Equally clear is that it is time for all red pill leaders to step forward and show their blue pill counterparts, in business as well as in politics, that focussing upon ability, integrity and benevolence is the only way that trust in our institutional life will be restored. Those modest leaders who are quietly getting on with doing what is right need to be on the front foot; ready to evangelise the following message: Being transparent translates directly into improvements in the triple bottom line of results, relationships and reputation. Being transparent is not only good for your soul, it is good for business in a world that is tiring of hidden inequalities, shameless privileges and gross acts of self-obsession.

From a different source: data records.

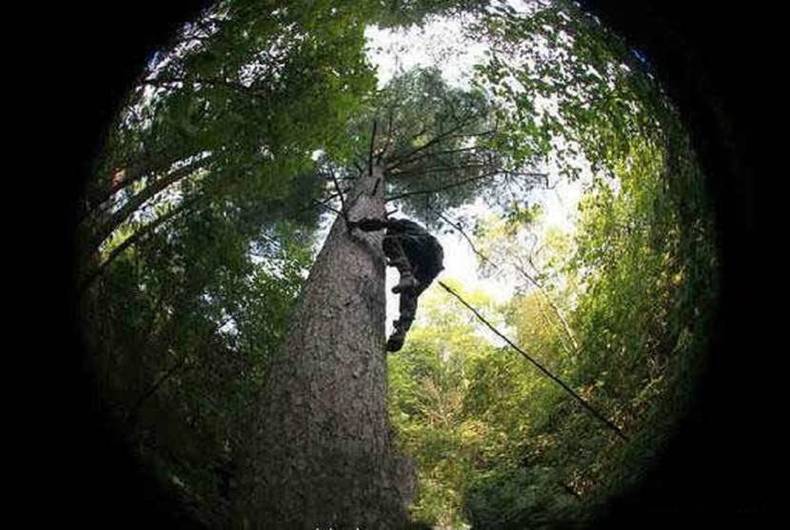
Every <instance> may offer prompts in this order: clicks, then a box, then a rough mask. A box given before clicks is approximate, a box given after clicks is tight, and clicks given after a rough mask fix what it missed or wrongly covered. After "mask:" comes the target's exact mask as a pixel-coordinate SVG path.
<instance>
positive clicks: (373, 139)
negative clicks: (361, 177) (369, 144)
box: [368, 118, 378, 176]
mask: <svg viewBox="0 0 790 530" xmlns="http://www.w3.org/2000/svg"><path fill="white" fill-rule="evenodd" d="M377 126H378V120H376V119H375V118H374V119H373V133H372V134H371V135H370V150H369V151H368V175H370V176H373V146H374V144H375V142H376V127H377Z"/></svg>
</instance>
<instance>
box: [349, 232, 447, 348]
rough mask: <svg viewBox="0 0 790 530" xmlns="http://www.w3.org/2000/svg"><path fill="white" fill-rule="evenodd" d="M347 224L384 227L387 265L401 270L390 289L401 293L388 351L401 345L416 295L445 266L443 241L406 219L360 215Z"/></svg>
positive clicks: (414, 310)
mask: <svg viewBox="0 0 790 530" xmlns="http://www.w3.org/2000/svg"><path fill="white" fill-rule="evenodd" d="M348 224H349V228H352V229H353V228H359V229H360V230H362V231H365V232H373V231H376V230H382V229H385V228H386V230H387V232H386V233H385V235H384V242H383V244H382V246H383V248H384V254H385V255H386V256H387V259H388V261H387V265H389V266H391V267H395V268H396V269H398V272H399V273H400V281H399V282H398V285H396V286H395V287H393V288H392V292H393V293H395V294H400V308H399V309H400V316H399V318H398V319H397V320H394V321H393V323H392V324H393V326H394V327H395V330H394V331H393V332H392V335H390V337H389V339H388V340H387V351H390V352H396V351H398V350H400V349H401V348H402V347H403V341H404V340H405V338H406V332H407V331H408V330H409V328H410V327H411V324H412V322H413V321H414V315H415V313H416V311H417V298H418V297H419V296H420V294H422V292H423V291H424V290H425V289H427V288H428V286H429V285H430V284H431V282H432V281H433V279H434V278H436V276H437V275H438V274H439V272H441V271H442V270H443V269H444V264H443V260H444V251H443V249H442V245H441V244H440V243H439V241H437V240H436V238H435V237H433V236H432V235H431V234H429V233H428V231H427V230H426V229H425V228H423V227H422V226H420V225H418V224H417V223H415V222H413V221H409V220H408V219H385V220H381V219H370V218H365V219H360V220H358V221H349V223H348Z"/></svg>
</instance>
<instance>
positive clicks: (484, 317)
mask: <svg viewBox="0 0 790 530" xmlns="http://www.w3.org/2000/svg"><path fill="white" fill-rule="evenodd" d="M438 283H439V285H441V286H442V288H443V289H444V290H445V291H447V292H448V293H450V294H451V295H453V296H454V297H455V298H457V299H458V300H459V301H460V302H461V303H462V304H463V305H465V306H466V307H467V309H469V310H470V311H471V312H472V313H474V315H475V316H476V317H477V318H478V320H480V321H481V322H482V323H483V324H485V325H486V326H487V327H488V329H490V330H491V331H493V332H494V333H495V334H496V335H497V336H498V337H500V338H501V339H503V340H504V341H505V342H507V343H508V345H509V346H510V347H511V348H513V349H514V350H516V351H517V352H519V353H520V354H521V355H522V356H523V357H524V358H525V359H526V360H527V361H529V362H530V363H532V364H533V365H534V366H535V367H536V368H537V369H538V370H540V371H541V372H542V373H543V374H544V375H546V376H547V377H548V378H549V379H551V380H552V381H554V382H555V383H557V384H558V385H560V386H561V387H562V388H563V389H564V390H565V391H566V392H568V393H569V394H570V395H571V396H573V397H574V398H575V399H576V400H577V401H578V402H579V403H581V405H582V406H583V407H584V408H585V409H587V411H588V412H590V413H591V414H592V415H593V416H595V417H596V418H597V419H599V420H600V421H602V422H603V423H604V424H605V425H606V426H607V427H609V428H610V429H611V430H613V431H614V432H615V433H616V434H617V436H619V437H620V438H622V439H623V440H626V441H628V439H629V438H628V436H626V435H625V433H623V431H622V430H620V428H619V427H618V426H617V425H615V424H614V423H612V421H610V420H609V419H607V418H606V416H604V415H603V414H601V413H600V412H598V411H597V410H596V409H595V408H594V407H593V406H592V405H590V404H589V403H587V401H586V400H585V399H584V398H583V397H581V396H580V395H579V394H577V393H576V392H574V390H573V389H572V388H571V387H569V386H568V385H567V384H566V383H565V382H564V381H563V380H562V379H560V378H559V377H557V376H556V375H554V374H552V373H551V372H550V371H549V370H548V369H547V368H545V367H544V366H543V365H542V364H540V363H539V362H538V361H537V360H535V359H534V358H533V357H532V356H531V355H529V354H528V353H527V352H525V351H524V350H522V349H521V348H519V347H518V346H517V345H516V344H514V343H513V341H512V340H510V339H509V338H507V337H506V336H505V335H503V334H502V333H501V332H500V331H499V330H498V329H496V328H495V327H494V326H493V325H492V324H491V323H490V322H489V321H488V320H486V319H485V317H483V315H481V314H480V312H479V311H478V310H477V309H475V308H474V307H472V306H471V305H470V304H469V303H468V302H467V301H466V300H464V299H463V298H462V297H461V295H459V294H458V293H456V292H455V291H454V290H453V289H452V288H451V287H449V286H448V285H447V284H445V283H444V282H442V281H439V282H438Z"/></svg>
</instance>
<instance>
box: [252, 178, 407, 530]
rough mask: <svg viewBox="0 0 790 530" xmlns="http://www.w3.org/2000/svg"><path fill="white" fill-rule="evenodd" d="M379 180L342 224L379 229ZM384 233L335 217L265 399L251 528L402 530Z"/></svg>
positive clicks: (361, 194) (406, 494)
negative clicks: (376, 231) (394, 443)
mask: <svg viewBox="0 0 790 530" xmlns="http://www.w3.org/2000/svg"><path fill="white" fill-rule="evenodd" d="M383 178H384V174H383V170H382V168H381V167H371V170H370V172H369V173H366V174H364V175H361V176H360V178H359V179H357V182H356V184H355V186H354V189H353V190H352V191H351V193H350V194H349V196H348V197H347V202H348V204H347V206H348V208H349V210H348V215H349V218H350V219H359V218H362V217H377V218H383V217H384V213H385V208H384V197H383V190H384V182H383ZM382 238H383V232H372V233H366V232H361V231H358V230H355V231H354V232H352V233H350V232H349V231H348V230H347V228H346V224H345V221H344V220H343V219H342V217H341V216H338V217H337V219H336V220H335V223H334V225H333V226H332V229H331V230H330V233H329V236H328V238H327V241H326V243H325V245H324V247H323V248H322V250H321V252H320V253H319V255H318V258H317V259H316V262H315V264H314V266H313V268H312V270H311V272H310V277H309V278H308V280H307V283H306V285H305V288H304V291H303V292H302V295H301V299H300V302H299V306H298V308H297V309H296V311H295V313H294V315H293V318H292V324H291V328H290V330H289V332H288V335H287V337H286V339H285V341H284V344H283V347H282V349H281V351H280V352H279V355H278V356H277V357H276V358H275V359H274V360H273V362H272V366H271V367H270V370H269V373H268V379H267V384H266V386H265V387H264V390H263V399H262V401H261V403H262V405H261V409H260V412H261V414H260V420H259V421H260V425H259V429H258V435H257V438H258V440H259V443H258V444H257V450H256V455H255V458H254V462H255V464H254V466H253V467H254V469H253V472H254V475H255V476H254V479H253V481H254V494H253V496H252V498H253V502H254V506H253V507H252V510H251V512H252V514H253V519H254V520H253V521H252V526H253V527H255V528H304V529H309V530H314V529H315V528H322V529H328V528H336V529H339V528H352V529H353V528H383V529H387V528H402V527H404V526H405V525H406V523H407V514H406V506H407V504H408V502H409V501H410V499H411V496H412V494H413V471H412V467H411V465H410V463H409V461H408V460H406V459H405V458H402V457H400V456H398V455H397V454H396V451H395V449H394V444H393V436H392V432H391V430H390V426H389V418H388V415H387V365H386V353H385V325H384V319H385V316H386V315H385V292H384V289H385V287H384V285H385V284H384V279H385V266H386V265H385V258H384V254H383V250H382V246H381V243H382Z"/></svg>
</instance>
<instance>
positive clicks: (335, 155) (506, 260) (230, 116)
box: [77, 0, 717, 528]
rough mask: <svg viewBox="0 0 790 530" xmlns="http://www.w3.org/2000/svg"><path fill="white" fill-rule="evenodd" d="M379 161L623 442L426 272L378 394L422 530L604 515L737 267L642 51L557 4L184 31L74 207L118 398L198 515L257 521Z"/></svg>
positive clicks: (267, 6) (143, 77) (386, 14)
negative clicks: (410, 485) (276, 416)
mask: <svg viewBox="0 0 790 530" xmlns="http://www.w3.org/2000/svg"><path fill="white" fill-rule="evenodd" d="M431 36H433V37H431ZM437 42H439V44H437ZM421 46H422V48H420V47H421ZM426 50H427V51H426ZM374 166H375V168H377V171H380V172H381V174H382V175H384V185H383V189H381V190H380V194H381V197H380V200H381V201H382V205H384V206H382V208H383V207H386V209H387V210H388V211H389V212H392V213H393V214H394V215H396V216H397V217H408V218H411V219H414V220H416V221H418V222H420V223H421V224H423V225H425V226H427V227H428V229H429V230H431V231H432V232H433V233H434V234H435V235H436V236H437V237H438V238H439V240H440V241H441V242H442V245H443V246H444V247H445V259H446V265H447V266H446V270H445V271H444V273H443V274H442V275H441V276H440V277H439V280H441V281H442V283H444V284H446V285H447V286H449V287H450V288H451V289H452V290H454V291H455V292H457V293H459V294H460V296H462V297H463V299H464V300H465V301H466V302H468V303H469V304H470V305H471V306H473V307H475V308H476V309H477V310H478V311H479V312H480V314H482V315H484V316H485V318H486V319H487V320H488V321H489V322H490V323H492V324H493V326H494V327H496V328H497V329H498V330H499V331H500V332H501V333H502V334H503V335H505V336H507V337H508V338H509V339H510V340H511V341H513V342H514V343H515V344H517V345H518V346H519V347H520V348H521V349H523V350H524V351H526V352H528V354H529V355H531V356H532V357H534V358H535V359H537V360H539V362H540V363H541V364H542V365H543V366H545V367H546V368H547V369H548V370H549V371H550V372H551V373H552V374H554V375H556V376H557V377H558V378H559V379H561V380H562V381H564V382H565V383H566V384H567V385H568V386H569V387H570V388H572V389H573V390H574V392H575V393H577V394H578V396H580V397H581V398H582V399H583V400H584V401H585V402H586V403H588V404H589V405H590V406H592V407H594V408H595V410H597V411H601V412H602V414H603V415H605V417H606V418H607V419H608V420H609V421H610V422H611V423H612V424H614V425H615V426H616V427H617V429H619V430H620V431H621V432H622V433H625V436H618V435H617V433H615V432H613V430H612V429H609V428H607V426H606V425H605V424H603V423H602V422H601V421H600V420H599V419H598V418H596V417H595V416H593V415H591V414H590V413H589V411H588V410H587V409H585V408H584V407H582V406H579V402H578V400H576V399H574V397H573V396H571V395H570V394H569V393H568V392H566V391H565V390H564V389H563V388H562V387H561V386H559V385H557V384H556V383H555V382H554V381H552V380H551V379H550V378H547V377H545V376H544V375H543V374H542V373H541V372H540V371H539V370H536V369H535V367H534V366H533V365H531V364H530V363H529V362H526V361H525V359H524V357H523V356H521V355H519V353H518V352H517V351H515V350H514V348H513V347H511V346H510V345H509V344H507V343H506V342H504V341H503V340H502V339H501V338H500V337H498V336H497V335H495V334H492V333H491V332H490V331H489V330H488V329H487V328H486V327H485V326H483V325H482V324H481V321H480V319H478V318H476V317H475V315H474V314H473V313H472V312H470V311H469V310H467V309H466V308H465V307H464V306H463V305H461V304H460V303H459V301H458V299H456V298H454V297H453V296H452V295H451V294H450V293H449V291H448V290H445V289H442V288H441V287H440V286H439V285H438V284H434V285H433V286H432V287H431V288H429V289H428V290H427V291H426V292H425V294H423V295H422V297H421V299H420V306H419V310H418V317H417V320H416V323H415V325H414V327H413V328H412V330H411V331H410V332H409V335H408V336H407V339H406V344H405V346H404V348H403V350H401V351H400V352H398V353H397V354H395V355H391V356H389V357H387V358H385V360H384V361H382V362H383V363H384V365H385V367H386V384H385V385H384V386H383V387H381V388H382V389H384V390H383V391H382V393H381V395H380V396H372V397H371V399H372V400H373V401H375V400H380V401H381V403H382V404H383V405H384V406H385V407H386V412H387V415H388V420H387V421H388V422H389V423H390V424H391V425H392V428H393V432H394V438H393V440H394V443H395V445H396V446H397V451H399V452H400V453H402V454H403V455H405V456H406V458H407V460H408V461H409V462H411V465H412V466H413V471H414V475H415V478H416V482H415V485H414V488H413V491H411V493H410V496H409V498H410V500H409V503H408V517H409V520H410V522H411V523H410V524H415V525H424V526H425V527H434V528H469V527H473V528H523V527H536V528H553V527H555V526H557V525H560V524H563V523H570V522H574V523H578V522H584V521H589V520H592V519H593V518H594V517H595V516H596V514H597V513H598V512H599V510H600V509H601V508H602V506H604V504H605V503H606V501H607V500H608V499H610V498H611V497H612V496H613V495H616V494H618V493H620V492H623V491H625V490H627V489H628V488H631V487H634V486H636V485H638V483H639V481H640V480H641V478H642V477H643V476H644V474H645V473H646V472H647V471H648V470H649V469H650V466H651V465H652V464H653V462H654V459H655V456H656V455H657V454H658V453H659V452H660V451H661V449H662V447H663V445H662V444H663V443H664V440H665V439H666V438H667V437H668V436H670V435H671V433H672V430H673V428H674V426H675V425H676V424H677V422H678V421H679V420H680V419H681V418H682V417H683V414H684V411H685V410H686V409H687V407H688V406H689V403H690V400H691V399H692V396H693V392H694V388H695V384H696V375H697V374H698V373H699V370H700V368H701V367H702V366H703V364H704V362H705V352H706V348H707V340H708V335H709V326H710V322H711V319H712V317H713V308H714V304H715V301H716V295H717V277H716V269H717V253H716V247H715V241H714V237H713V218H712V207H711V204H710V200H709V198H708V196H707V195H706V193H705V176H704V175H703V174H702V173H701V170H700V167H699V165H698V162H697V159H696V157H695V154H694V152H693V150H692V147H691V145H690V141H689V137H688V134H687V132H686V130H685V128H684V126H683V123H682V120H681V119H680V117H679V116H678V113H677V111H676V109H675V107H674V106H673V105H672V102H671V101H669V100H668V98H667V97H666V95H665V94H664V92H663V91H662V89H661V86H660V85H659V84H658V82H657V81H656V79H655V78H654V76H653V74H652V72H651V68H650V63H649V60H648V58H646V57H644V56H643V55H642V54H641V53H639V52H637V51H635V50H632V49H631V48H629V46H628V45H627V43H626V42H625V41H623V40H622V39H621V38H619V37H618V36H617V35H614V34H612V33H611V32H610V31H609V30H608V29H607V28H606V27H604V26H602V25H601V24H600V22H598V21H597V20H596V19H595V18H594V17H592V16H590V15H588V14H587V13H585V12H583V11H582V10H581V9H580V7H579V6H578V5H577V4H575V3H572V2H567V1H565V0H555V1H544V0H535V1H530V2H488V1H458V0H446V1H442V0H439V1H406V2H378V1H372V0H359V1H350V2H331V1H310V2H308V1H304V2H303V1H288V2H264V3H260V2H252V1H249V0H224V1H220V2H217V3H216V4H215V5H213V6H212V7H211V8H209V9H208V10H206V11H205V12H204V13H202V14H201V16H200V17H199V18H198V19H197V20H194V21H191V22H188V23H186V24H184V26H183V28H182V29H181V31H180V32H179V33H178V35H176V36H175V37H174V40H173V42H172V43H171V45H170V46H169V47H168V48H165V49H161V50H156V51H155V53H152V55H151V57H150V60H149V61H148V64H147V65H146V68H145V71H144V72H142V73H141V75H140V77H139V80H138V81H137V83H136V84H135V85H134V86H133V87H131V89H130V91H129V93H128V96H127V98H126V99H125V101H124V103H123V106H122V108H120V109H119V112H118V114H117V116H116V118H115V120H114V121H113V123H112V124H110V125H109V127H108V130H107V135H106V142H105V147H104V149H103V151H102V153H101V156H100V157H99V158H98V159H97V160H96V161H95V166H94V172H93V177H92V178H91V180H90V181H89V182H88V183H87V186H86V190H85V194H84V200H83V201H82V204H81V212H80V217H81V221H80V225H79V227H78V229H79V233H78V236H79V246H78V249H77V256H78V263H79V274H78V278H77V283H78V286H79V289H80V296H81V314H82V323H83V336H84V339H85V343H86V345H87V346H88V349H89V352H90V361H91V367H92V373H93V375H94V380H95V384H96V386H97V389H98V391H99V394H100V395H101V397H102V408H103V411H104V413H105V414H106V415H107V416H108V417H109V418H111V419H112V421H113V423H114V425H116V426H117V428H118V430H119V432H122V433H123V435H124V437H125V439H126V440H127V442H128V446H129V448H130V451H132V452H133V453H134V455H135V457H136V458H138V459H139V461H140V462H141V463H142V465H143V466H144V467H145V469H147V470H149V472H150V473H151V474H152V475H153V476H154V477H155V478H156V480H157V481H158V482H159V483H160V484H162V486H163V488H165V489H166V490H167V491H169V492H170V493H171V494H172V495H173V496H174V498H177V499H178V500H179V503H180V504H181V505H182V506H183V509H184V511H185V513H188V514H189V516H190V517H192V518H194V519H195V520H197V521H199V522H200V524H202V525H203V526H205V527H207V528H247V527H250V525H251V526H252V527H257V526H256V525H260V522H259V519H258V518H259V517H260V515H259V513H258V512H257V511H256V508H255V506H256V504H257V503H258V498H259V497H257V496H258V495H260V488H261V487H263V486H260V484H259V480H258V479H259V477H256V474H260V471H259V470H261V469H269V467H267V466H268V465H269V464H266V463H263V464H262V463H260V462H259V460H260V459H261V458H265V455H263V456H261V455H262V453H261V450H260V447H259V446H258V445H256V444H258V443H259V442H258V440H260V439H261V436H263V435H261V432H262V431H265V430H266V429H267V428H268V427H267V426H272V429H274V425H275V423H276V421H279V420H277V418H275V417H274V416H278V414H277V412H276V410H277V409H276V407H275V408H273V407H272V406H271V404H267V403H265V401H266V399H267V396H271V395H275V394H270V393H269V394H267V391H268V390H267V388H269V387H271V386H272V385H273V383H272V381H271V379H272V378H273V377H274V375H273V374H281V373H284V372H282V371H281V369H280V368H278V366H282V365H283V363H285V364H286V365H287V363H288V362H289V357H288V356H287V352H288V348H287V347H286V346H285V345H286V343H288V338H289V337H291V336H292V335H291V334H292V331H293V329H294V328H295V327H298V323H295V322H294V320H295V319H297V318H301V317H300V315H304V314H305V311H309V307H308V308H307V309H305V306H304V304H309V296H307V300H308V301H305V292H306V289H307V286H308V284H309V283H310V282H311V281H315V280H312V278H315V277H316V274H317V272H316V270H317V269H316V267H317V265H316V264H317V263H318V262H319V259H320V258H319V256H320V255H321V253H323V252H329V251H328V250H327V248H328V246H331V245H336V244H339V243H337V241H338V238H339V237H341V236H340V235H337V233H336V232H339V230H337V229H336V228H333V226H334V225H335V223H338V222H341V221H342V218H343V216H344V215H345V214H346V213H347V210H348V209H350V208H352V206H351V205H350V204H349V203H351V204H356V203H354V201H355V200H356V201H358V200H359V194H360V192H359V188H358V186H359V184H358V183H360V182H363V181H364V179H365V178H368V177H369V176H370V175H372V173H373V169H374ZM375 194H376V191H374V192H373V195H375ZM352 211H353V210H352ZM382 267H383V265H382ZM322 270H323V269H322ZM337 274H341V272H340V271H338V272H337ZM388 274H390V273H388ZM387 282H388V284H387V285H388V286H391V285H392V283H393V277H392V276H391V275H390V276H388V278H387ZM380 283H381V286H380V287H381V288H382V289H383V280H381V282H380ZM377 288H378V287H377ZM300 304H301V305H300ZM395 304H396V302H395V301H394V298H393V297H390V298H389V299H388V300H387V313H388V314H387V320H391V318H390V316H393V318H394V317H396V316H397V315H392V312H393V311H394V307H395ZM374 305H375V304H374ZM370 314H371V315H373V316H374V317H375V318H374V319H373V320H375V321H376V322H378V320H381V319H379V318H378V312H377V310H371V312H370ZM314 316H315V315H314ZM376 319H378V320H376ZM344 325H345V324H344ZM341 327H342V326H341ZM338 329H340V327H339V328H338ZM343 329H345V328H343ZM381 329H382V330H383V329H384V322H381ZM333 340H334V339H333ZM341 342H342V340H341ZM319 349H320V348H319ZM283 352H285V353H283ZM284 355H285V357H283V356H284ZM328 357H331V356H329V355H328ZM322 362H323V361H322ZM326 362H330V361H326ZM278 363H280V364H278ZM294 373H298V371H296V372H294ZM289 392H290V390H289ZM288 395H290V394H288ZM286 412H287V411H286ZM263 437H264V438H265V436H263ZM407 489H408V488H407Z"/></svg>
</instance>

Emily’s article has raised four red flags for HR, and sent out a clarion call for organisations to follow the ‘principle of greater transparency’ in the way they conduct their business. The BBC’s well known female presenters have been quick to add their strong voices for change. The red flags, the red pills and the strong voices are powerfully combining together to hasten the transformation of a treasured institution. What then is your response to the transparency challenge? What then might be your red pill moment?